Türkei will unsere Museen erleichtern

Der türkische Kulturminister Ömer Celik (Foto) fordert fünf antike Schätze aus Berlin zurück, die nach seiner Auffassung illegal aus der Türkei ausgeführt wurden. Dazu will er eine Entschuldigung und macht sein Maul ganz weit auf: Viele Deutsche in der Türkei würden die Standards nicht einhalten und die Stätten als „wüste Landschaft“ zurücklassen. Als Beispiele nennt er Göbekli Tepe in Südostanatolien – wo im Jahr 2000 eine 11500 Jahre alte Statue gestohlen wurde, angeblich wegen mangelhafter deutscher Sicherheitsmaßnahmen – und die deutsche Grabungsstätte in Milet. Dort werde seit 114 Jahren gearbeitet, „doch ist bis heute nicht einmal für den Wasserabfluss gesorgt“, weshalb Teile eines Weltkulturerbes unter Wasser stünden. Dazu ein paar Anmerkungen:

Die Türkei ist nicht das einzige Land, das unsere Museen erleichtern will.

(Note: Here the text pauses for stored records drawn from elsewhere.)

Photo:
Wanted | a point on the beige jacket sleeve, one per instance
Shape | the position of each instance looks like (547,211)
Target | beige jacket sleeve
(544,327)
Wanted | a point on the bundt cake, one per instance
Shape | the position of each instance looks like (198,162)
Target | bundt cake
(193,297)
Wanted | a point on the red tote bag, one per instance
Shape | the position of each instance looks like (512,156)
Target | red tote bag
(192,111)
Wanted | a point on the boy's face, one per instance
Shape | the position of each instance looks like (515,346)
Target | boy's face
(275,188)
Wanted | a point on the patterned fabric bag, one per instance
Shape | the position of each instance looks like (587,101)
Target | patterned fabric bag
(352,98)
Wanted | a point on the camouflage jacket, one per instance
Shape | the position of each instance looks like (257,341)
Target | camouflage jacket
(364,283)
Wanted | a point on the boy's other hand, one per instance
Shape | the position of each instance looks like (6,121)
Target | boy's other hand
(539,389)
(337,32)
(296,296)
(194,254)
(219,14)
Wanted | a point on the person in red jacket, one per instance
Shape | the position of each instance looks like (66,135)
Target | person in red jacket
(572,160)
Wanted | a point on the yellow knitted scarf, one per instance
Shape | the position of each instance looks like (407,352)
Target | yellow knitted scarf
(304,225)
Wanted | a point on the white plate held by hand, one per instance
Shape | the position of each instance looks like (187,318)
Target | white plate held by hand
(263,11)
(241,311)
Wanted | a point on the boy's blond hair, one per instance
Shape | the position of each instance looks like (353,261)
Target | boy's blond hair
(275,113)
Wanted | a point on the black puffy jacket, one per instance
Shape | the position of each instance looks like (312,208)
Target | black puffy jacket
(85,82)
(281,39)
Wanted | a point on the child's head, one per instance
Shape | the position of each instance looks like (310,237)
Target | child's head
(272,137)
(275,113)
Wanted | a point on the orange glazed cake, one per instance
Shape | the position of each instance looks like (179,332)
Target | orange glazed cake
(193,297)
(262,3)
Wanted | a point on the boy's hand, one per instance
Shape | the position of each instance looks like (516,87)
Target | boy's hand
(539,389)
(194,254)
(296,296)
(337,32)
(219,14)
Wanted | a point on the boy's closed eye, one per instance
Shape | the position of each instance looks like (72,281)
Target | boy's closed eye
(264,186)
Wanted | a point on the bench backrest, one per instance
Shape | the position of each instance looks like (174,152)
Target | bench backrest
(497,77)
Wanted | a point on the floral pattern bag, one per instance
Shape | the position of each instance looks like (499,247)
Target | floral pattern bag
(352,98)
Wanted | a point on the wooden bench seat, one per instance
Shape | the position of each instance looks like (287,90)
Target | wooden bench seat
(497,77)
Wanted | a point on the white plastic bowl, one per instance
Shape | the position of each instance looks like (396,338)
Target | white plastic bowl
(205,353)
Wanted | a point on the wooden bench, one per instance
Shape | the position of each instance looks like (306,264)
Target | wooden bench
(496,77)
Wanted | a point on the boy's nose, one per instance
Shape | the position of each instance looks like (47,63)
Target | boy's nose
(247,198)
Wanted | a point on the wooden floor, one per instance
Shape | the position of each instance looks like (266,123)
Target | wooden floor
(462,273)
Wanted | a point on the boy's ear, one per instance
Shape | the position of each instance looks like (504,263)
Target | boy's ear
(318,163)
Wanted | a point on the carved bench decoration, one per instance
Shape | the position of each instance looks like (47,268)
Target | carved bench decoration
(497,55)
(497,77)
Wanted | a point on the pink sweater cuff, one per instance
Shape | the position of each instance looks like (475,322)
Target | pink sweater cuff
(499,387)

Führend ist auch Ägypten. Hätte es aber deutsche Archäologen und andere europäische imperialistische Mächte wie England in den letzten 150 Jahren nicht gegeben, wären die Schätze längst kaputtgeschlagen, verkommen und von Grabräubern verkauft worden. Gerade die islamischen Staaten waren völlig uninteressiert an allem, wo nicht Allah draufstand! Wie ist das mit den Museen in Bagdad? Ist da noch was? Wie ist es mit dem ägyptischen Museum in Kairo? Ist da noch was oder ist es bereits ganz ausgeräumt und beklaut worden. Wesentliche Teile fehlen sicher. Ein alljährlicher Schwund, derzeit noch befördert durch den „arabischen Frühling“, ist eine Tatsache. Der Türke soll also gefälligst schweigen. Zu Zeiten, als Schliemann Troja ausgrub, wußten die Türken nicht mal, was Troja war! Und die Akropolis in Athen ließen sie während ihrer jahrhundertelangen Besatzung verkommen!

Vielleicht guckt dieser unverschämte türkische Minister erstmal, daß der Wasserabfluß überall in Istanbul funktioniert und in Anatolien die Klospülung!